Kania J. observed as follows :
"The first part of the question is whether there is profit in the business of purchasing and selling this land and if so Rs. 47,533 is the amount as mentioned by the Assistant Commissioner. We are not prepared to answer it. The reason is, that proceeding on the footing that this is an adventure in the nature of trade, the profits can be ascertained normally when the adventure comes to an end."
It is on the basis of the observations in this case and in the case of Commissioner of Income-tax, Burma v. A.K.A.R. Chettiar Family, 1941 9 I. T R. 347 : (A. I. R. (28) 1941 Rang. 263 S. B.), that it is argued that as the remaining three bars were not sold till 22nd October 1944, that is, after 30th June 1943, the end of the account year in question, the venture had not been completed as all the gold bars had not been sold and the profits arising from the sale of only three bars on 27th April 1943, could not be deemed to be taxable income.
In the Rangoon case the assessee, a Hindu undivided family, took over a piece of land in settlement of a debt due to it. The land was divided into plots and the plots were sold from time to time as buyers were available. The transaction resulted in a loss of Rs. 5,187-8-0. The income-tax authorities claimed that in each year in which a sale of a part of the property took place the assessee ought to have made an estimate of his loss on that particular sale and ought to have claimed the loss estimated to have been incurred in the accounting year in which it took place. It was held by the Bench of the Rangoon High Court that until the transaction bad completed, it could not be known what the loss would be and therefore the assessee was entitled to claim the sum of Rs. 5,137-8-0 as a loss suffered in the accounting year when the last sale took place. The Bench went on to observe that
"when only a part of the property has been sold while the rest remains in the hands of the assessee, and might result in a profit or might result in a loss, the whole transaction is not yet complete, no assessment can be made."

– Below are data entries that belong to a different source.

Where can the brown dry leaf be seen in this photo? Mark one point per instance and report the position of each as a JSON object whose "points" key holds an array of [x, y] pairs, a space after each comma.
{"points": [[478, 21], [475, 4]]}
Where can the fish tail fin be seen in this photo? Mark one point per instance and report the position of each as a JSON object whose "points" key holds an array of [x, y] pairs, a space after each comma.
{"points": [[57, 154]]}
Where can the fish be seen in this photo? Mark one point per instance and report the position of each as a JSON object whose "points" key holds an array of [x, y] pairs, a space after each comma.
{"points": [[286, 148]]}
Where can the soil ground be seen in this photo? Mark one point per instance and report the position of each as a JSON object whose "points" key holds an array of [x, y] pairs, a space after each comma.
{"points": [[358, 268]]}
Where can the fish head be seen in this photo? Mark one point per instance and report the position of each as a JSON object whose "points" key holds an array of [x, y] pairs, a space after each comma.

Relying on these authorities, Mr. Pathak has urged that whenever goods are purchased in bulk, so long as the whole lot has not been sold, profits cannot be ascertained, and the income does not become taxable. I do not consider that this general statement of the law can be correct. All retail dealers purchase stock in large quantities and they continue to sell them over a period of several years and, if the learned counsel's contention is correct, then separate account will have to be kept of each such purchase in bulk and, so long as the entire stock so purchased has not been disposed of, no tax can be imposed. There might be further difficulty that a part of the stock might not be sold for years and in that case the ascertainment of profits and the assessment of the income would have to be postponed for an indefinite period. The two cases cited above were very special cases where plots of land had been purchased as one unit and money had been spent on developing them, organizing their sale and in dividing them into various plots and it was not possible to ascertain whether there had been profit or loss so long as all the plots had not been sold. It was in those special circumstances that it was held that so long as all the plots were not sold the profits could not be ascertained and it could not be said that the assessee had made a profit or had suffered a loss.